Fish can feel angling pressure. Several local anglers experienced exactly that – what can happen when too much pressure is applied on local fish stocks … and what can happen when that pressure is relieved.
Lake Erie and tributaries
The Canadian Tire Lake Erie Open was held last weekend and Joe Fonzi of Gasport and Larry Mazur of Lancaster had a good feeling. They were on some decent fish. In fact, Fonzi guided some clients to three 6-pound smallmouth a few days before the Oct. 8 tournament was run out of Chippewa, Ont. This was a two-person, best-five fish contest and the Fonzi-Mazur duo worked 40 feet of water just off Buffalo along a specific rock ledge. In the first hour and a half, they boated 25 fish using drop shot rigs outfitted with Jackall Crosstails; and swim baits. They definitely attracted the attention of some of the competitors. It wasn’t long before they were surrounded by boats. The rest of the day they only caught 15 more fish and they never hauled in
that 6-pound kicker fish that they needed. They finished a respectable fifth in the 75-boat field with a five-fish weight of 22.80 pounds. Winners were Rob McIntosh and Scott Huffman of St. Catharines with 25.07 pounds. Bass are starting to go on their fall feed. According to Capt. Chris Cinelli of Grand Island, he’s been doing extremely well from the round house to Donnelly’s Wall using large golden shiners. Water depth is 12 to 20 feet, bouncing bottom humps with the lightest weight possible. It could be as light as a quarter to three-eighths ounce. Everything is 8-pound test line as the water can be super clear. Off Sturgeon Point and Cattaraugus Creek, Capt. Jim Hanley sends word that the bigger goldens are working for him, too. Best bass action has been in 15- to 40-foot depths, but the most consistent has been at the 25-foot mark. Tubes and drop shots with gulp minnows have also been working. That big walleye school is still hanging off Point Breeze, but getting them to bite has not been easy. Trying force-feeding them with stickbaits, worm harnesses or blade baits. No solid perch reports yet. Fonzi did some checking on Tuesday this week and managed to catch a handful. However, he did encounter one angler who had a limit of yellow perch that he caught in 68-70 feet of water. Salted minnows did the trick. In closer to shore, some anglers are casting the mouth of Cattaraugus Creek with Cleos and stickbaits and picking up some nice steelhead. We also had reports of a few more trout showing up in the lower stretches of the Catt, but a good rain is needed to really trigger the run. Don’t be surprised if you catch a pink salmon. All the other tribs are low and clear.

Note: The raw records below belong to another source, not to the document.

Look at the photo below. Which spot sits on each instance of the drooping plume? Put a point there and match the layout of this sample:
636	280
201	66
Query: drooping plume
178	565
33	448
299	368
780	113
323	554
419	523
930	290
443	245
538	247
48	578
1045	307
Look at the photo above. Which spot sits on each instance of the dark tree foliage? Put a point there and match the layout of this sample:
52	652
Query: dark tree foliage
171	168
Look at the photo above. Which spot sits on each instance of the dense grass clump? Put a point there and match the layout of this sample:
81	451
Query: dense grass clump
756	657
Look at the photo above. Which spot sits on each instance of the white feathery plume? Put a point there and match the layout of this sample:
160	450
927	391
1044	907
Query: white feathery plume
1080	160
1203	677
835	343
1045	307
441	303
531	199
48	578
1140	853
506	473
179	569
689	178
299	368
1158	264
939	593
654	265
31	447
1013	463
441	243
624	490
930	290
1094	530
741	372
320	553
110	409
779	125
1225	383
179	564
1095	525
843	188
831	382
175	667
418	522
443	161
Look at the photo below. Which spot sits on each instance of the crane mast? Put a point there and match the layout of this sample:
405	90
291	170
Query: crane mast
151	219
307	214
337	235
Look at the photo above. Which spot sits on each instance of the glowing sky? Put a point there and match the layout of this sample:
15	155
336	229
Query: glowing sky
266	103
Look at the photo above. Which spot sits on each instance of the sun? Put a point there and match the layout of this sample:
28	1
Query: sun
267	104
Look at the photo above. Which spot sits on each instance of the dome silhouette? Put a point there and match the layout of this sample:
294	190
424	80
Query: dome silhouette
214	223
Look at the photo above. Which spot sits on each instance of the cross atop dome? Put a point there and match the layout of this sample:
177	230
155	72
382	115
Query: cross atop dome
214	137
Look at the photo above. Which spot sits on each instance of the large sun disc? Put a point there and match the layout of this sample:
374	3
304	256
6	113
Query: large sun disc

The salmon are starting to get a bit more finicky in the Devil’s Hole area and boat pressure over the weekend forced salmon to go into a lock-jaw mode. However, after some of the local captains started to complain that just maybe the run was starting to dwindle, lessened pressure on Tuesday brought a good bite to those that stuck it out. Capt. John DeLorenzo of Niagara Falls was
guiding Stephen Owens of Niagara Falls, Bob Nudo of Phoeniz and Joe Beck of Apache Junction, Ariz., for a nine-fish limit using treated egg skein. They weren’t the only ones catching fish, either. Every captain was catching salmon and a fair number had limits for the day thanks to the lessened pressure on the fish. Good numbers of casters were working the shoreline of the gorge over the weekend with a fair amount of success using spoons, spinners, jigs and egg skein under floats. In the upper river, some early reports of walleye are being taken off the Bird Island Pier by night casters using Husky Jerks. A few musky have started to show up and Nate Hlad of Newfane hauled in a 37-inch fish on a spinnerbait around Strawberry Island. It was caught and quickly released unharmed.
Lake Ontario and tributaries
Fishing is slowly starting to pick up off the piers and in the harbor according to Jamie Stanley at All in the Same Boat Tackle in Newfane. Josh Wittcop of Lyndonville is leading the King of the Creek contest with a 27.93-pound king caught off the piers in Olcott. The largest fish caught off a boat so far is a 24.03-pound king reeled in by John Drotter of Burt. According to Stanley, top baits have been egg skein, egg sacs, Rapala J-13 stickbaits; Little Cleo, Moonshine and K-O Wobbler spoons; and No. 6 Vibrax Blue Fox spinners with glow tails. With the cool nights starting to bring temperatures down, the only thing missing is a good rain or two. Not too much action is going on out in the lake right now.
The walleye bite is still going on in the south basin from Ashville Bay to the bridge, trolling sticks that are imitating the perch in the lake according to Craig Robbins. Some jiggers are working the deeper holes to the north to also take some nice 'eyes – fish up to about 7-8 pounds which are nice fish for that lake. Use a blade bait or a black hair jig tipped with a crawler. Ashville Bay is also a good spot for perch and crappie right now.
Case, Quaker, Red House Lakes
Brood stock trout plants for the fall started up last week from the Randolph Fish Hatchery, breeder trout that are all over 2 years old. Red House Lake received 250 brown trout (15- to 26-inch fish); Quaker Lake was the recipient of 200 15-inch rainbows and 150 browns 21 to 26 inches in length; and Case Lake accepted 300 of the 15- to 26-inch browns and 25 rainbow trout up to 28 inches long. If you are thinking that the inland trout season closes on Oct. 15, these particular waters are open all year long.